How to Use BIM to Streamline Construction Management

BIM in construction management

As construction projects grow larger and more complex, so does the process of managing them. According to a report from McKinsey, large construction projects take 20 percent longer to finish than scheduled and are up to 80 percent over budget. That’s a major challenge for construction managers, who need to keep projects on schedule to meet owner objectives. So, how can you use BIM in construction management to reduce costs and delays?

One tool helping construction managers reduce time and cost overruns is building information modeling (BIM). With BIM, you can build projects virtually—fixing errors in the digital model rather than on the job site. This saves time and money, helping you avoid rework and labor costs during construction.

Below, we define BIM and describe how it’s commonly used in construction. Plus, we’ll show you 5 ways to use BIM to streamline construction management.

What Is BIM?

BIM is a collaborative, model-based process. It brings together data needed for the built asset—including schedules, construction documents, and geometry—and hosts everything in a single database. This makes it easy for stakeholders to find and access information, helping them respond quickly to clashes, RFIs, and change orders.

Other benefits of using BIM include:

  • Enhanced communication
  • Increased productivity
  • Safer job sites
  • Better visualization
  • Smoother handovers

To learn more about how BIM benefits construction projects, read our recent blog.

How to Use BIM to Streamline Construction Management

1. Eliminate clashes during pre-construction

With BIM, you can detect clashes before construction begins. By addressing clashes during pre-construction, you can avoid wasting labor and resources fixing them in the field. The clash detection process is also automated when using BIM, allowing you to spend less time coordinating the trades.

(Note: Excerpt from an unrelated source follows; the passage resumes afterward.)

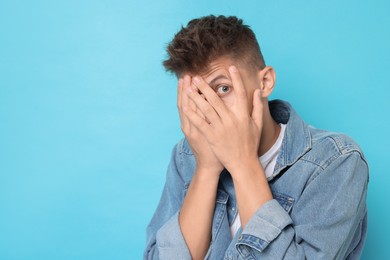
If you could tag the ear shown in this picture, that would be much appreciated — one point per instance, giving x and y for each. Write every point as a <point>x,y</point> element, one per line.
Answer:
<point>267,79</point>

Ultimately, BIM helps you to refine your designs before building, eliminating rework and keeping your project on schedule.

Clash inside BIM model

2. Clearly communicate designs to stakeholders

BIM allows you to visualize the entire project before it’s built. This is a powerful tool when used to communicate designs to owners and other stakeholders—helping them understand what’s being built before construction starts. Having a visual overview of the site also strengthens your ability to plan for site access and improve worker safety. With a complete overview of the project from the beginning, you can reduce costly and time-consuming changes later.

Revit model created from a 3D scan
Revit model created from a 3D scan

3. Improve project scheduling

Construction projects are often delayed because of design errors or lack of alignment between teams. BIM eliminates these setbacks and keeps projects running ahead of schedule. With clash detection software, you can fix design errors before they cause rework and delays. BIM can also help you plan more accurate schedules and communicate them clearly with other stakeholders—keeping your projects on track.

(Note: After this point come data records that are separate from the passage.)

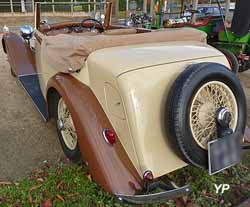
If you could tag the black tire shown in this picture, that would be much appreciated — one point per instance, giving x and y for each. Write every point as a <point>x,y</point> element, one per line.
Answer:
<point>75,154</point>
<point>232,59</point>
<point>179,103</point>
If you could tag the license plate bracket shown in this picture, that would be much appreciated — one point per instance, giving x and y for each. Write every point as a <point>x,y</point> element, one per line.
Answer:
<point>223,153</point>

BIM in construction management

4. Simplify collaboration between teams

BIM makes it easy to collaborate with teams across trades, locations, and project stages. This is because BIM provides a central location in which teams can share models and coordinate planning. Working from a single model, teams can communicate in real-time to address RFIs and change orders. Plus, with cloud technology, teams can work together from any location, enabling better communication from the office to the field.

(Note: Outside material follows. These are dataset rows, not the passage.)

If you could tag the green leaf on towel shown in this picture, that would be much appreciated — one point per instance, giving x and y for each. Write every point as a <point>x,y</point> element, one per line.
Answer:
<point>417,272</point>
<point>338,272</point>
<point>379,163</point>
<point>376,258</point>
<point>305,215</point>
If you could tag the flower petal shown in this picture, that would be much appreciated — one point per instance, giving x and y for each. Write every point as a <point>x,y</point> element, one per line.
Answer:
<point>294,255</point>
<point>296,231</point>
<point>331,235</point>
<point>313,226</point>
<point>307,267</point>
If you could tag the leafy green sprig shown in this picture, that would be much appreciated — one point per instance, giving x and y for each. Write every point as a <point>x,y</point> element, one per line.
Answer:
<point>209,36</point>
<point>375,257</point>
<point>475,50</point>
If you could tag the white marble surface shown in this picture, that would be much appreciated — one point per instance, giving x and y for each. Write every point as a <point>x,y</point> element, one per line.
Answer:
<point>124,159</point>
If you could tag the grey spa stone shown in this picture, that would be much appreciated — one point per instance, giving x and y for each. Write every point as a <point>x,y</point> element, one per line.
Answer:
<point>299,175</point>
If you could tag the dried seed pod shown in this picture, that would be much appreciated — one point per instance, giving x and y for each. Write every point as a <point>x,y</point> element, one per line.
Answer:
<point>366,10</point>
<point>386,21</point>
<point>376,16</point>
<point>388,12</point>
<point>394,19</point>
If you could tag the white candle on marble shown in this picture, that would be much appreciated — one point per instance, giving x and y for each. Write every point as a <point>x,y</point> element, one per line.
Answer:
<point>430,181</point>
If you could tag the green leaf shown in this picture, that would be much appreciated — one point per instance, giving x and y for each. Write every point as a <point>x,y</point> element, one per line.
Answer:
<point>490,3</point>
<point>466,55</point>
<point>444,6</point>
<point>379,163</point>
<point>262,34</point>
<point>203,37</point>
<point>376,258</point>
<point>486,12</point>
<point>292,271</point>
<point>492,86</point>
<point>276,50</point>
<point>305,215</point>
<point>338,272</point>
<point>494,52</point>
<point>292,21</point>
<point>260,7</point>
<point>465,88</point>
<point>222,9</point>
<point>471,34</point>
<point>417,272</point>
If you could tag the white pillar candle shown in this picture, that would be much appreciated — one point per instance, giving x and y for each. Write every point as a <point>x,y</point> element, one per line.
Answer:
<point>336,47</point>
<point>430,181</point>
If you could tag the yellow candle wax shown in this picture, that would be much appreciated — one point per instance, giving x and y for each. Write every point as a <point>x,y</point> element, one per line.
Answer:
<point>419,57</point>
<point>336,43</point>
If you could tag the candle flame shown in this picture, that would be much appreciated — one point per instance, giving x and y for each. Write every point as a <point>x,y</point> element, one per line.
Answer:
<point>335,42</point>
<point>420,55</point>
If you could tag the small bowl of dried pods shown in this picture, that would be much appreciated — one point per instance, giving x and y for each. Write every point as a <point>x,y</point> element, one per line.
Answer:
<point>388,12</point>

Construction worker looking at BIM model on tablet.

5. Reduce project cost and risk

According to one study by McKinsey, 75% of companies that have used BIM reported positive returns on their investments. Used in the right ways, BIM reduces project costs and risk. Running clash reports during pre-construction can minimize labor and material costs. Better collaboration between teams means fewer misunderstandings and costly rework. Labor costs spent on documentation work are reduced. All of these translate into lower risk and project costs, which can help you meet owner objectives and deliver better projects.

Want to Learn More About BIM?

BIM is an invaluable tool in construction management, allowing for better collaboration, reduced costs, and fewer setbacks. Projects using BIM also have a greater chance for success, satisfying owner requirements and helping you win more business.